Apabullantemente soleada, la mañana se abre paso a través del ventanal de cristal biselado que centenario se engarza en el marco de madera mil veces barnizado. Aquí en la menuda salita de estar, bajo los tres metros de altura del techo que corona las cuatro paredes, allí en el centro de la estancia, perenne se encuentra la mesa camilla medio iluminada, y a la vez caldeada por la timidez perdida de los rayos del Sol, que desafían la mañana al intuir cercano el mediodía. Sobre la redondez de la mesa vestida con elegantes faldones estampados, encima de ella se encuentra mide galletas holandesas, unos dulces que un día hace ya mucho tiempo, alguna visita portó como presente.

Sin sorpresa ante la apertura de la lata, su sonido característico y conocido me indican la llegada de un nuevo día, me desperezo estirando mi lánguido ser suavemente clavado sobre el canutillo mullido de hilo blanco que me sirve de cama. Sin prisas, con cariño, pero también con firmeza, me sujeta entre las suaves yemas del dedo índice y del dedo pulgar, y veloz me eleva en el espacio de la estancia.

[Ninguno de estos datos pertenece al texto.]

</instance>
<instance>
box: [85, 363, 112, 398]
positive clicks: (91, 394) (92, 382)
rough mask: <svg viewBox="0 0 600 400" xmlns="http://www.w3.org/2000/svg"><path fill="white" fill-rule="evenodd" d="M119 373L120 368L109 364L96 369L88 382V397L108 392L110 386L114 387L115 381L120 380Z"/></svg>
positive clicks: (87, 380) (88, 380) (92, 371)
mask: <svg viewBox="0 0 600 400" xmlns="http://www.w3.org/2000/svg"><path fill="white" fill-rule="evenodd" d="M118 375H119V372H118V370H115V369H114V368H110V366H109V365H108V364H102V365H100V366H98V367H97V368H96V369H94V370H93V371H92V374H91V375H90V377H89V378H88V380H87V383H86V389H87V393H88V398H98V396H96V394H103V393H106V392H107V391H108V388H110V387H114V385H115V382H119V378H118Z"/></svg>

Con la mirada fija no puedo dejar de observar el dorso de la mano derecha hurgando, rebuscando en la anárquica caja de labores, unos instantes que me permiten contemplar la extremidad gemela a la que me mantiene sujeta, tanto las manos como el rostro a mi espalda lucen de radiante belleza apergaminada. Con pausada rapidez me vuelve a elevar en el ritual diario que me hace protagonista absoluto de ese momento. Asciendo hasta que hace coincidir la claridad de la ventana con la cabeza horadada en el templado acero de mí ser, detrás el ojo medio guiñado, delante y al tiempo al otro lado, en un instante de alineación perfecta, una alineación eclíptica, y precisa entre los tres elementos, en tan sólo una décima de segundo, la hebra de hilo de algodón blanco que me sirvió de lecho atraviesa mi ser, cosquillea el interior de las paredes a su veloz paso. Semejante al matador en el ruedo la anciana arquea el cuerpo hacia delante para culminar la faena. Así, con esa precisión enhebra después de años de experiencia el hilo, el filamento previamente humedecido en la comisura de los labios, en un abrir y cerrar de ojos ya recoge el hilo al otro lado y lo anuda mágicamente enlazando las dos puntas.

Una vez estirado y bien apretado, la anciana se relaja y vuelve armoniosa a mecernos en el silencioso balancín. Tararea coplas de Cocha Piquer, coplas que relatan tristes la desdichada y prematura muerte de una joven Reina, con el soniquete bailan sin descanso las puntadas, hilvanan rigurosas el pespunte del bajo del pantalón de turno, que acampanado vestirá a una de sus nietas en la oscura nocturnidad de la boîte de moda.

A semejanza del mar de incalculables olas que acarician la arena, igual de eterna es la creencia en la durabilidad e importancia del balanceo contante del cosido. Todo transcurría en una feliz monotonía colmada de melosas notas musicales de fondo. Pero una mañana la lata no se abrió, y a ese día oscuridad, le siguió otro, y otro más, así indefinidamente. Hasta, qué, ya desorientados, asustados, e instalados en la negrura, llegó el momento en que la caja sonó diferente, el brusco ajetreo externo nada bueno anunciaba, después de golpearnos violentamente los unos contra los otros, contra las paredes, contra la tapa y volviendo al suelo de la lata de nuevo ¡fue en ese momento que vi el final! Lo delataba la mirada y el cambio del sobrio brillo del dedal tornándose de aterrado color gris mate.

Finalmente se abrió la lata, y entre sombras, con la paz perdida, caímos todos en cubo inmundo de con olor nauseabundo, unas décimas de segundo bastaron para no vernos más. Y desde entonces en el huérfano e interminable vagar, deseo que las ancianas y añoradas manos apergaminadas encuentren de nuevo la aguja perdida en el pajar.